At the corporate services committee meeting, Cr Jeff Seymour was concerned at the significant rates increase and suggested the rating mechanism to fund the project be considered as part of the council's next long-term plan.
Corporate services manager Alan Dickson told the council the $3 million estimation was at "the top end" and the cost would probably not reach that, but a council recommendation was needed to proceed to tender.
The recommendation was passed at Thursday's full council meeting, meaning the Balclutha community services rate, designed to cover 65% of the cost of the pool refurbishment, would rise from $53.76 to $77.35.
The remaining 35% of the project's cost would be collected from the surrounding district through the uniform annual general charge, which would rise slightly from $7.32 to $8.87.
The council would raise a loan for the pool project, repaying it over 25 years at 6% interest.
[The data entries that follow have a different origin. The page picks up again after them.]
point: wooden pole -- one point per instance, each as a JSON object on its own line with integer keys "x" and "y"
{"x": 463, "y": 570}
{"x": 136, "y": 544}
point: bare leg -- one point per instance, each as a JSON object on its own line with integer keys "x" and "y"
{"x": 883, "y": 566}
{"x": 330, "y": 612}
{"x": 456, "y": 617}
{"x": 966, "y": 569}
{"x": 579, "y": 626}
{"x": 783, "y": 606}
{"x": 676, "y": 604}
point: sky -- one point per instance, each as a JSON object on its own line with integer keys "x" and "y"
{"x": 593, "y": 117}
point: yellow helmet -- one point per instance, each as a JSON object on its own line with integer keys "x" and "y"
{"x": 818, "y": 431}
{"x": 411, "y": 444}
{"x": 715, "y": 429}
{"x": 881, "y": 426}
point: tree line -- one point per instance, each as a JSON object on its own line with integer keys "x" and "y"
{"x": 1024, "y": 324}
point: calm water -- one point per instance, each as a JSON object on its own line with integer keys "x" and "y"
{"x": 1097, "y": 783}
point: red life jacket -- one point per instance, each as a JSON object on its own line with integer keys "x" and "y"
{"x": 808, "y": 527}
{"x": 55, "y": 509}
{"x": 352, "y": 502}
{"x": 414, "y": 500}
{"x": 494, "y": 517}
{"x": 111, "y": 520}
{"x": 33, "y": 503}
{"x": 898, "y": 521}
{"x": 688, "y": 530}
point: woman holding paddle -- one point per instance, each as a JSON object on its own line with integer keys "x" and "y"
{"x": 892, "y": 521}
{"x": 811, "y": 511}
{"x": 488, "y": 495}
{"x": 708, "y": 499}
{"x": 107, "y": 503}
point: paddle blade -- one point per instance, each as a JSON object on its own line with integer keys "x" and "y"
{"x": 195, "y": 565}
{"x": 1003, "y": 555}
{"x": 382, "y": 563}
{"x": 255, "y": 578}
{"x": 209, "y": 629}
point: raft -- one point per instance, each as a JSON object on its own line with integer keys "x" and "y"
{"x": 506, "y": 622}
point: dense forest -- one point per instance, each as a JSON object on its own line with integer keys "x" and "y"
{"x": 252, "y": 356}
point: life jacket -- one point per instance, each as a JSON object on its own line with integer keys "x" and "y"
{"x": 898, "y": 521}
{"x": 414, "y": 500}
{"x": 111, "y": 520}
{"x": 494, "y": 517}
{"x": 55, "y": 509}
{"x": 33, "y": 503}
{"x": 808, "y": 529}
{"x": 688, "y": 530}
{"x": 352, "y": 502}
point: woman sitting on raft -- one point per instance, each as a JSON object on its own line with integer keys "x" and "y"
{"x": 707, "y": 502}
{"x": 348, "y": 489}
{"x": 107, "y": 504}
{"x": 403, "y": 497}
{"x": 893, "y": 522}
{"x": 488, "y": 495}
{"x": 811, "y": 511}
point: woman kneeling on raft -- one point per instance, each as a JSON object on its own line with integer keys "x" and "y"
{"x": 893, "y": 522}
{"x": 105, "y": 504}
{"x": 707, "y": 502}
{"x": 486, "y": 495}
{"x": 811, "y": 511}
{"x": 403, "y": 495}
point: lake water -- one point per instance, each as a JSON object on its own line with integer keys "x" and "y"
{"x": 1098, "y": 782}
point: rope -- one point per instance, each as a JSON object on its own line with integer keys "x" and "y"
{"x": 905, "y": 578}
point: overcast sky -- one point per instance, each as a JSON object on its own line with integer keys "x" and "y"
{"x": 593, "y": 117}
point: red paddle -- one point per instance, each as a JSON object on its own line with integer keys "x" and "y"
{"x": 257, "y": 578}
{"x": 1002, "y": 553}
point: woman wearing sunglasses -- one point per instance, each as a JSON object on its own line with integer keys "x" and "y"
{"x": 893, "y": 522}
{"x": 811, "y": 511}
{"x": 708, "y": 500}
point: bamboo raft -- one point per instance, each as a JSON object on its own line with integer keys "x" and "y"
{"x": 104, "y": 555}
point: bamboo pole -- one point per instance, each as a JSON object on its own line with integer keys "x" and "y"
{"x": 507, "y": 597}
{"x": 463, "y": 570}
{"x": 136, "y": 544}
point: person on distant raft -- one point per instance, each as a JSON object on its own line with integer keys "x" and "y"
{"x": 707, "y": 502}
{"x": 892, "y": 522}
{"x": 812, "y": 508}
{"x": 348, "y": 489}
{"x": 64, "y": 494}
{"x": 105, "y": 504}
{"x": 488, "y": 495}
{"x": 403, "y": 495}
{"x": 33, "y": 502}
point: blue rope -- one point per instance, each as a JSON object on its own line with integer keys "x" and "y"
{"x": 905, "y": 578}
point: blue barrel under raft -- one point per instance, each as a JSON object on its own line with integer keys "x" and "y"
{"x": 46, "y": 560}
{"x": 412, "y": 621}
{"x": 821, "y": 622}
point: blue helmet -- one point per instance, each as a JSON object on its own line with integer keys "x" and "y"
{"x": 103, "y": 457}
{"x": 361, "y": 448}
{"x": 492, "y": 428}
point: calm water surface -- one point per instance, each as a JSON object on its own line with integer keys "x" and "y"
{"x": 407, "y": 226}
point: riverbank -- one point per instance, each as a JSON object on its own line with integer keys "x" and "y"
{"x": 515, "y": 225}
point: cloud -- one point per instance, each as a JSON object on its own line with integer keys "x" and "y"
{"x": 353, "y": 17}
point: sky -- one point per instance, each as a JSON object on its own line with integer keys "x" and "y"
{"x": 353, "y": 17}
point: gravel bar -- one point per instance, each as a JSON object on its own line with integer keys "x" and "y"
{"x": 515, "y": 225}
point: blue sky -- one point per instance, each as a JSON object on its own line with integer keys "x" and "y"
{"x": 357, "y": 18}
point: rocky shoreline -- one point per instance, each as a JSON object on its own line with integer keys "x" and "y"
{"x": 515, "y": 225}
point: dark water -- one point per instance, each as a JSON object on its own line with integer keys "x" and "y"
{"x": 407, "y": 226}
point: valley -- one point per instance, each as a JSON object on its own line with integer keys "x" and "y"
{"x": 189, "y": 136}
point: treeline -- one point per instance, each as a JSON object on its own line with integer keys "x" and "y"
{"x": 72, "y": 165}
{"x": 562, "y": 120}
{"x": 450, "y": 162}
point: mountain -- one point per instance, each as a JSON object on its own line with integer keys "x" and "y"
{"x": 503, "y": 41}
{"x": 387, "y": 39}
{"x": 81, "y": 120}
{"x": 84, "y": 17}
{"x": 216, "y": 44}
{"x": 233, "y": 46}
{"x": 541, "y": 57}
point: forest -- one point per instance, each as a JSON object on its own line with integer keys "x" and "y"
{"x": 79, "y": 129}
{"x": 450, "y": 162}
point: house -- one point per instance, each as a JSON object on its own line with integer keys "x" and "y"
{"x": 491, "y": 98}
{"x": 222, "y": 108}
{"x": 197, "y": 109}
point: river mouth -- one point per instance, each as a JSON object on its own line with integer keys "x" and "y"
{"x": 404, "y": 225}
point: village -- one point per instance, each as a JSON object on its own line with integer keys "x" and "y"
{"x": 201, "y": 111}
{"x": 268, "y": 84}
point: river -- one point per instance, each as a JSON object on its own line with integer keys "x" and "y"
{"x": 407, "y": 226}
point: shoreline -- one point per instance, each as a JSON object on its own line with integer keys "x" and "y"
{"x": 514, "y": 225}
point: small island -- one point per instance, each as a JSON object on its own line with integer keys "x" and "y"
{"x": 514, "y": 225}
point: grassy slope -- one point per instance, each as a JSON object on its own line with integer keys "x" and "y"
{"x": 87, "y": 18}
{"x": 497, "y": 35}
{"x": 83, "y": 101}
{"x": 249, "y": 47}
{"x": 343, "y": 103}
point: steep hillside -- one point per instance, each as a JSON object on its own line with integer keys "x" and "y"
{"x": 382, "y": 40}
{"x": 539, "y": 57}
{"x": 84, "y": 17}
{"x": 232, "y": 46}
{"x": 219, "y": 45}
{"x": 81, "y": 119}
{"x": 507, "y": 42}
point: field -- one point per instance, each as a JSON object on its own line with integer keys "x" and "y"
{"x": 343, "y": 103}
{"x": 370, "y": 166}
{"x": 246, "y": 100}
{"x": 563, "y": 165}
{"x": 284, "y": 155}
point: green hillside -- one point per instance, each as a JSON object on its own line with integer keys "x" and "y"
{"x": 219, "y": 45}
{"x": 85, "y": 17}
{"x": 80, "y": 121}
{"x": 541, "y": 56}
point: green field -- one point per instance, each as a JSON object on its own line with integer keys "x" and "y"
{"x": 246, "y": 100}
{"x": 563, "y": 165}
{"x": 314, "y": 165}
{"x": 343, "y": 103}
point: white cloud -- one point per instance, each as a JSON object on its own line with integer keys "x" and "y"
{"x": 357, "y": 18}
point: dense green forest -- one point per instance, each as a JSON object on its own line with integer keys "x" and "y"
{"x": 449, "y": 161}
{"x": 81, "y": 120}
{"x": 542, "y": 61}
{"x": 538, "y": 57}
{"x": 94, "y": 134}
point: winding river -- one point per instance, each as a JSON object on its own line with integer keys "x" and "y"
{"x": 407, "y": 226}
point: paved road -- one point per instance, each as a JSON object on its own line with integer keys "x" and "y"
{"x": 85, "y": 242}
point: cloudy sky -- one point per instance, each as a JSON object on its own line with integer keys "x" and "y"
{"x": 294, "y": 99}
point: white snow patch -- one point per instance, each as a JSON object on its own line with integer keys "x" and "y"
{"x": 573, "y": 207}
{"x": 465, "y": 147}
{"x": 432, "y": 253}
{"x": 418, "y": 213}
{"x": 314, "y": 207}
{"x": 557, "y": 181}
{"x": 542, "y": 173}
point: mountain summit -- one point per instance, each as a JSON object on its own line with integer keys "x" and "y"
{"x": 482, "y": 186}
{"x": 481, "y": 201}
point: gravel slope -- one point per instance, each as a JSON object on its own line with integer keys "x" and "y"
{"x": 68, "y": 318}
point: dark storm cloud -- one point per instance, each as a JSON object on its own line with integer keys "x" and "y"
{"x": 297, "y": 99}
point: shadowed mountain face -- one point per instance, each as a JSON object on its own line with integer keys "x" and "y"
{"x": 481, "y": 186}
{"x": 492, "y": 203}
Items which contributed to the cost increase included replacing the gym roof ($75,845), tiling the entire pool area ($177,980) and replacing the plant room switchboard ($66,000).
Hawkers trading on Clutha district streets could face having their activities restricted.
The trading in public places bylaw will go through a review process, the district council decided on Thursday.
The issue of street traders competing with Balclutha businesses was raised by greengrocer Nancy Young during the regulatory services committee on September 2.
Representing Balclutha's two greengrocers, she told the committee their livelihoods were under threat from street traders who could set up anywhere and trade all day with no fixed overhead costs.
Planning and environment manager Murray Brass presented a report to the council detailing the process involved in reviewing the bylaw and outlining options on hawkers.
• Prohibiting all commercial trading in public places
• Restricting commercial trading in public places
• Restricting the location, timing and duration of trading
• Retaining existing conditions
As stakeholders, main-street retailers and the Chamber of Commerce would be consulted first and, based on that feedback, a draft bylaw would be prepared and presented at the October 7 council meeting.
Public consultation would be sought before the final decision is made on December 9.